Sur ces mots elle s’est endormie en mordillant mes doigts pour ne se réveiller qu’à Lausanne après l’atterrissage.
Après cette narration tragique, ma tête s’était mise à bouillonner, au début je me trouvais dans un tel état qu’il me semblait que mon cerveau avait subi un court-circuit. J’étais dans l’impossibilité de le bloquer sur une idée sur un sujet particulier. J’ai dû moi aussi somnoler car je me suis retrouvé allongé sur le sol, un peu courbatu, mais le cerveau ayant retrouvé son calme.
Qu’est-ce que je foutais là dans cet avion avec une inconnue qui venait de me secouer comme un arbre pris dans une violente tempête peut l’être. Une partie de mon innocence avait volé en éclats si l’on peut parler d’innocence pour quelqu’un qui venait de réussir un hold-up, un braquage, un casse. Moi un père tranquille tendance dépressif.
C’est Skip qui m’avait injecté le venin du doute en me demandant ce que je fuyais et pourquoi ?
Bonne question, merci de me l’avoir posée, mais quid de la réponse, il me restait une heure avant l’atterrissage pour essayer de lui apporter une réponse. Si j’avais pu bouger j’aurais été tendre mon nez dans le poste de pilotage pour assouvir ma curiosité.
Jusqu’à cette nuit de nouvel an au déroulement étrange, j’avais eu une vie morne mais tranquille. Mes parents avaient leur logique et le plan de carrière qui devait l’accompagner. Faire de bonnes études, et peu importe la filière pourvu qu’elle vous permette d’avoir une bonne, voire très bonne rémunération.
Jusque-là leur plan était bon, bien qu’ayant effectué un parcours quelconque, enfin selon leurs critères.
J’avais décroché un diplôme d’ingénieur, suivi d’une formation complémentaire de gestionnaire de projet. Au cours de mes stages j’avais bien accroché avec celui qui allait devenir mon patron.

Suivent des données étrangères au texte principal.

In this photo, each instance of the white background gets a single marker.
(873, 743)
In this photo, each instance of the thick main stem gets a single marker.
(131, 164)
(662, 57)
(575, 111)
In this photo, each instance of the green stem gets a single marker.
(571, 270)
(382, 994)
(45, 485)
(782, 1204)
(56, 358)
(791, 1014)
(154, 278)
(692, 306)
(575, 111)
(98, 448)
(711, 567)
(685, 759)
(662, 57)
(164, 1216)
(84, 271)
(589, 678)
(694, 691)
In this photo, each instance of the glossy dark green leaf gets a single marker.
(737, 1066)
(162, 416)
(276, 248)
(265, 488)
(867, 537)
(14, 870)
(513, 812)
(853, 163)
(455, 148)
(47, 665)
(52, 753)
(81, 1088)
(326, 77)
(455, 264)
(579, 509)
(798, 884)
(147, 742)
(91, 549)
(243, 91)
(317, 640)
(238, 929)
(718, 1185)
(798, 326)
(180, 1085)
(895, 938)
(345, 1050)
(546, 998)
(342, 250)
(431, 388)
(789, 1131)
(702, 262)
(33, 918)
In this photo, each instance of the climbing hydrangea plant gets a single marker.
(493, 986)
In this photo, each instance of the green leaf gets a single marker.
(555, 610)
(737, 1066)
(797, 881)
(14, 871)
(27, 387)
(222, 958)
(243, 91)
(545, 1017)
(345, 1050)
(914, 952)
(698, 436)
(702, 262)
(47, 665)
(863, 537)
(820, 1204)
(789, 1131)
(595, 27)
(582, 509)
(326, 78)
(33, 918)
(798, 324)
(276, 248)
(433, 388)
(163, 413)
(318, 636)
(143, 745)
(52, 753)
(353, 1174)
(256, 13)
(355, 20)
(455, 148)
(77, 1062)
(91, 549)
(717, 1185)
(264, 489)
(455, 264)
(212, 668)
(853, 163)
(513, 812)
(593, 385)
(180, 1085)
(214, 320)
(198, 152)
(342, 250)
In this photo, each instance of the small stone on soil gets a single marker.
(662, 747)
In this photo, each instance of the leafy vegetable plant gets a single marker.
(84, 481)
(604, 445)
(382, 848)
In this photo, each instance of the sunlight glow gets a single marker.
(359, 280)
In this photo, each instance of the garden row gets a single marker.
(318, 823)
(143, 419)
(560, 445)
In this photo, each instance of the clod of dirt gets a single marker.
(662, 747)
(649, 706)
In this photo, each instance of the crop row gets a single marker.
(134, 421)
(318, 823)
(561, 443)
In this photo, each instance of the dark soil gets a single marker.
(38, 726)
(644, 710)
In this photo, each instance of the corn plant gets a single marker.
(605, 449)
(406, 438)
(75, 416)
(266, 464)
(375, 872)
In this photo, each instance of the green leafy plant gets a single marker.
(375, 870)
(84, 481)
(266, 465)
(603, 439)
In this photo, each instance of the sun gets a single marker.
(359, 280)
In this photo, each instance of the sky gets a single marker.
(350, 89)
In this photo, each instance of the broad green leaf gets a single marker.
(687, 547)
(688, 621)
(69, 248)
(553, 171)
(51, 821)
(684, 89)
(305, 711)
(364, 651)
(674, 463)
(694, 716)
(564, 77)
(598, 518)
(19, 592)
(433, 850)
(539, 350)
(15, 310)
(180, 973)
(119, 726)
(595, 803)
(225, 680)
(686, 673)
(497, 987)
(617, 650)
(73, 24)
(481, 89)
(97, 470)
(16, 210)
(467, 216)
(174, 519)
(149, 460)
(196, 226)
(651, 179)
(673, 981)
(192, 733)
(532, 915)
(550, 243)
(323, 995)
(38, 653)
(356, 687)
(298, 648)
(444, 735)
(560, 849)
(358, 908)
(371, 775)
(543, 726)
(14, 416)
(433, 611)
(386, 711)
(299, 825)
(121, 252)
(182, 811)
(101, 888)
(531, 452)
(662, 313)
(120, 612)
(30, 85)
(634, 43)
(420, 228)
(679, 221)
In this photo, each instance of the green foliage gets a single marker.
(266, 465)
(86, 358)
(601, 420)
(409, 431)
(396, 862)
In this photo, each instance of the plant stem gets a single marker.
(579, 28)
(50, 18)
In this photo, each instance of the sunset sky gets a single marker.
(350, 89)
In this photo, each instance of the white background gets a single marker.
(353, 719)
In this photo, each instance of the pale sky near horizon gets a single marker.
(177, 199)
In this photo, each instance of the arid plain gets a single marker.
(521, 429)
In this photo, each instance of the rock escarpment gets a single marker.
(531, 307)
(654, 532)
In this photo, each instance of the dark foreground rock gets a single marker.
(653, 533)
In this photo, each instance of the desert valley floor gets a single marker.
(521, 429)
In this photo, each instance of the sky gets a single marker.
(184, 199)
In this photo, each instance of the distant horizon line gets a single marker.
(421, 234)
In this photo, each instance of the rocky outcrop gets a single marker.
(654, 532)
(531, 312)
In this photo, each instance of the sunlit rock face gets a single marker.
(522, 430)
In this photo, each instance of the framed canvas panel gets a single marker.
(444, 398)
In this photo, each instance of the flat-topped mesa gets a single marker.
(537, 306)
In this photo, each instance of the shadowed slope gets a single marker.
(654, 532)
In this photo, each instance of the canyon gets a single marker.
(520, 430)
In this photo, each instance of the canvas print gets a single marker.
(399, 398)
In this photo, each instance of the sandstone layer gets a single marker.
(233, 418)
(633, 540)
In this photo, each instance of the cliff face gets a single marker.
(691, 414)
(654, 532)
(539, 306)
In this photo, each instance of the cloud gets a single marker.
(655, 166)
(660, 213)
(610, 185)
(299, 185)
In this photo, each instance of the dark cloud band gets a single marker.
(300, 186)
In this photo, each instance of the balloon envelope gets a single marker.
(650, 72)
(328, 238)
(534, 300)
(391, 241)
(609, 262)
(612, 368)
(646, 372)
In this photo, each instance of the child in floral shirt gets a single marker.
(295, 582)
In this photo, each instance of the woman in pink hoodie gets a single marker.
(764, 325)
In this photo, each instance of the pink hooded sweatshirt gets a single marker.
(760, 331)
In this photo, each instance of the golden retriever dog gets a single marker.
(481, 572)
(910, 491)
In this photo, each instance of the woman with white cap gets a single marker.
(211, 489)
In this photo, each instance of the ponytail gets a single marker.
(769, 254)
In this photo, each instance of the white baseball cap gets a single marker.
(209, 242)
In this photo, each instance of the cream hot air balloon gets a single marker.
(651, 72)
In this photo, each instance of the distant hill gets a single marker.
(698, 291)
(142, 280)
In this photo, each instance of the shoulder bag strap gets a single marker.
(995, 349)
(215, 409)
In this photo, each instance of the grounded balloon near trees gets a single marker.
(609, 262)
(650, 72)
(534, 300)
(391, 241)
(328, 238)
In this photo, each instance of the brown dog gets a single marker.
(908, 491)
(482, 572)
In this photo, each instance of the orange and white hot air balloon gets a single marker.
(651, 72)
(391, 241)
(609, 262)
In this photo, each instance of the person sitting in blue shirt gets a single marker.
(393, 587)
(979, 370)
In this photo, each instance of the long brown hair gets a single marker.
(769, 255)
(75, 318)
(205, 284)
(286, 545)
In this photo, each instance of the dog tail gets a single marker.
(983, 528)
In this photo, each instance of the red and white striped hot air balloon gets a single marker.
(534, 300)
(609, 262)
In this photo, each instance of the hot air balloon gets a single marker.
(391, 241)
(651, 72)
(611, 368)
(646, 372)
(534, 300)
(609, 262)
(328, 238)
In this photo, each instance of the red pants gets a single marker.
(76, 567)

Je commence aujourd’hui à comprendre ce qui avait motivé son choix, il lui fallait un homme de paille, un type efficace mais effacé sans trop d’ambitions. Fidèle à sa boite et ne posant pas trop de questions. Tout mon profil, il avait cependant dû penser que j’avais un côté un peu couillon, et à partir de là m’avait sous-estimé.
La conjoncture l’avait poussé à me lancer dans l’arène en me faisant jouer un rôle primordial d’homme de paille dans ses combines. Ce qui est étonnant, c’est qu’en posant l’hypothèse qu’il m’ait mis dans leurs combines, j’étais certain que j’aurais refusé.
Rien n’était prémédité, mais devant leur duplicité, la blessure que j’ai ressentie a calciné une partie de ma morale et de ma retenue. J’avais fait un saut dans le vide digne d’un best jumper de première classe. Cependant il faut bien reconnaitre que depuis cet instant je ne maitrisais plus grand-chose.
Moi qui jusque-là avais été très en retrait avec les femmes me donnant toutes les bonnes raisons de ne pas avoir de relation suivie, cette soirée de nouvel an m’avait plongé dans un mouvement dont je ne distinguais pas très bien les contours.
Au moment où la situation commençait à prendre sens, cette rafale de Kalachnikov était venue m’arrêter tout net dans mes élans.
Désormais ma culpabilité effaçait tout le reste et me laissait pantois.
J’ai commandé le troisième café de la matinée.